VASA & Profile Driven Storage

With the User-Defined option you can apply labels to your storage, such as Bronze, Silver & Gold based on the capabilities of that Storage. So for example once a profile is created and the user-defined capabilities are added to a datastore, you can then use that profile to select the correct storage for a new VM. If the profile is compatible with the VM’s requirements it is said to be compliant, if they do not, then the VM is said to be non-compliant. So while VASA and profile driven storage are still a new feature, their potential is immense especially in the future, as storage admin can potentially work alongside VM admins to help classify and tier their data.

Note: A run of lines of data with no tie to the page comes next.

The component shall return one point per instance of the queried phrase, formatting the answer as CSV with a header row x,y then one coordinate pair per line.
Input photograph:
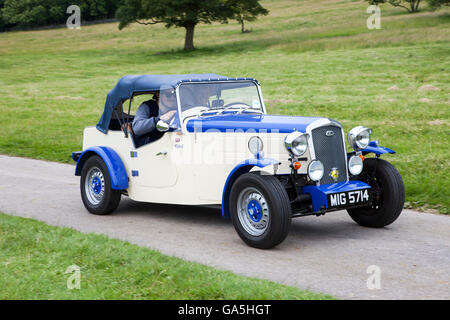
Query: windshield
x,y
222,97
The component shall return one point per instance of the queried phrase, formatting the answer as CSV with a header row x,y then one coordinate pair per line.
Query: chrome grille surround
x,y
328,153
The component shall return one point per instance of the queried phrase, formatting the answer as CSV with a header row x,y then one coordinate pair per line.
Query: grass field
x,y
314,58
34,258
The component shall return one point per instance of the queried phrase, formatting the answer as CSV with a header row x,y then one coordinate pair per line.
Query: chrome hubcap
x,y
253,211
94,185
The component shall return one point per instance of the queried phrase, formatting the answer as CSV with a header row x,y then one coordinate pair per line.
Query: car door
x,y
152,164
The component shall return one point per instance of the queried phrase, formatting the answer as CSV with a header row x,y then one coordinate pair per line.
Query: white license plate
x,y
348,198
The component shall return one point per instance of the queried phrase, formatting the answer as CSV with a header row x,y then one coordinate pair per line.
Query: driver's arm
x,y
144,121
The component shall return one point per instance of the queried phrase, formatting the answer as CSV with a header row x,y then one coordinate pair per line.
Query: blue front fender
x,y
116,169
241,168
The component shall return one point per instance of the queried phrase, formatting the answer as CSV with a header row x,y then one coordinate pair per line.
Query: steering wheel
x,y
233,103
175,122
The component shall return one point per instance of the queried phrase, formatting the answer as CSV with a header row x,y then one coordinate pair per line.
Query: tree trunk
x,y
241,21
189,39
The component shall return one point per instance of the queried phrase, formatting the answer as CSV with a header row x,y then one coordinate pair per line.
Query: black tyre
x,y
95,186
260,210
388,194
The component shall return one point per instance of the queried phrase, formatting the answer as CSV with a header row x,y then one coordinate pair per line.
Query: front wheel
x,y
95,186
260,210
388,194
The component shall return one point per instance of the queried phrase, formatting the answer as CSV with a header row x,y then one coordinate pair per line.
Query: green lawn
x,y
34,258
313,58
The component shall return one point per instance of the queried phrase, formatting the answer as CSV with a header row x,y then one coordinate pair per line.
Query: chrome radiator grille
x,y
329,148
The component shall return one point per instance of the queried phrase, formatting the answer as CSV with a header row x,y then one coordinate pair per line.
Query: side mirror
x,y
162,126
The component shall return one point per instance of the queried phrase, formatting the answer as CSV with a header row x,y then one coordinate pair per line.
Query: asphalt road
x,y
329,254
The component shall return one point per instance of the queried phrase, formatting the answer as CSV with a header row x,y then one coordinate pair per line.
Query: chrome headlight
x,y
315,170
296,143
255,145
359,137
355,165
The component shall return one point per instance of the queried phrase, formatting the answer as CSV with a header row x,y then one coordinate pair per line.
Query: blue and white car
x,y
222,148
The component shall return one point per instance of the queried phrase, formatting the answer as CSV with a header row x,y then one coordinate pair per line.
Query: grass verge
x,y
34,258
313,58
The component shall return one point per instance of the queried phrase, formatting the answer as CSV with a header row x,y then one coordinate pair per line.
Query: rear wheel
x,y
95,186
260,210
388,194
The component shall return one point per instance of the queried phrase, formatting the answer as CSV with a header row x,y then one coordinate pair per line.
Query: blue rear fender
x,y
241,168
116,168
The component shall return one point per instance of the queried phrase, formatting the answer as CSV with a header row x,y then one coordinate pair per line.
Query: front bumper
x,y
319,194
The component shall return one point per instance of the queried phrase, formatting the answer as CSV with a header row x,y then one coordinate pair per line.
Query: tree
x,y
435,4
410,5
34,13
246,10
174,13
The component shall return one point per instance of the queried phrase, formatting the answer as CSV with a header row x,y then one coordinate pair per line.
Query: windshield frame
x,y
177,90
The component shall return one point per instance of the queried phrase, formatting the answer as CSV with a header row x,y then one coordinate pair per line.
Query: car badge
x,y
334,173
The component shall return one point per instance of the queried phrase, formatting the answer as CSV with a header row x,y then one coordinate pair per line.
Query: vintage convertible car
x,y
222,148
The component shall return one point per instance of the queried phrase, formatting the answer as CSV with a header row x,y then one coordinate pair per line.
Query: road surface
x,y
329,254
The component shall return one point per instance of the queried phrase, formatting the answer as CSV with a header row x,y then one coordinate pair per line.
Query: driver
x,y
202,95
162,107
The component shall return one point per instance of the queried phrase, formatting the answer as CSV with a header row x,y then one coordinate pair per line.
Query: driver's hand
x,y
168,116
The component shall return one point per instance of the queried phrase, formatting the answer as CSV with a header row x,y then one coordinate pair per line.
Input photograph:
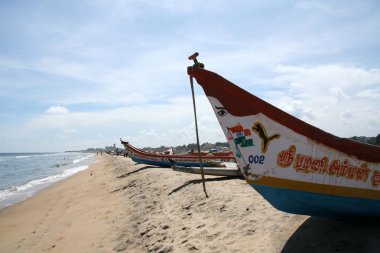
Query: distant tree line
x,y
369,140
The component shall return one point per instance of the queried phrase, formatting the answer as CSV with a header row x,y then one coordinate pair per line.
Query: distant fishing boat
x,y
295,166
168,160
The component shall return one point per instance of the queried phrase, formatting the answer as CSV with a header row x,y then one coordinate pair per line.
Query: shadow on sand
x,y
199,181
335,235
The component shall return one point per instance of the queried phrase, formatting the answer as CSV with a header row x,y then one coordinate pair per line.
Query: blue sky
x,y
80,74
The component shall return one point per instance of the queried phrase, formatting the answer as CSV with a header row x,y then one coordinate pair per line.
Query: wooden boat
x,y
212,171
295,166
164,160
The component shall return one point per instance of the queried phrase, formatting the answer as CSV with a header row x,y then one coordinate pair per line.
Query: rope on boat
x,y
196,131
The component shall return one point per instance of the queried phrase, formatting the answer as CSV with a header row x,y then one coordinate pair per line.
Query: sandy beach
x,y
119,206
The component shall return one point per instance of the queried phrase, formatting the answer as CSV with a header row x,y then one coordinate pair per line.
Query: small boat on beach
x,y
218,171
168,160
295,166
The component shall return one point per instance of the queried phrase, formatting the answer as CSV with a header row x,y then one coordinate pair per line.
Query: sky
x,y
83,74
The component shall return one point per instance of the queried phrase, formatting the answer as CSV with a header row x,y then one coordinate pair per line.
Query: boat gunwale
x,y
216,86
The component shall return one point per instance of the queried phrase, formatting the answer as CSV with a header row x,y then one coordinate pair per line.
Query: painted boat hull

As mentioned before Storage I/O Control or SIOC is a feature that enables you to configure rules and policies to help specify the business priority of each VM. It does this by dynamically allocating I/O resources to your critical application VMs whenever there’s an I/O congestion detected. Furthermore by enabling SIOC on a datastore you can trigger the monitoring of device latency as observed by the hosts. As SIOC takes charge of I/O allocation to VMs it also by default ignores

Disk.SchedNumReqOutstanding (DSNRO). Typically it’s DSNRO that sets the Queue Depth on the hypervisor layer but once SIOC is enabled it consequently takes on this responsibility basing its judgements on the I/O congestion and policy settings. This offloads a significant amount of performance design tasks from the admins but ultimately still requires the involvement of the Storage team to ensure that I/O contention is not falsely coming from poorly configured Storage and highly congested LUNs.

SIOC ignores Disk.SchedNumReqOutstanding to set the Queue Depth at the hypervisor level

So while these new features are ideal for the SMB they may still not be the sole answer to every Storage / VMware related problem related to virtualizing mission critical applications. As with any new feature or technology their success relies in their correct planning, design and implementation and for that to happen a siloed VM or Storage only approach needs to be evaded.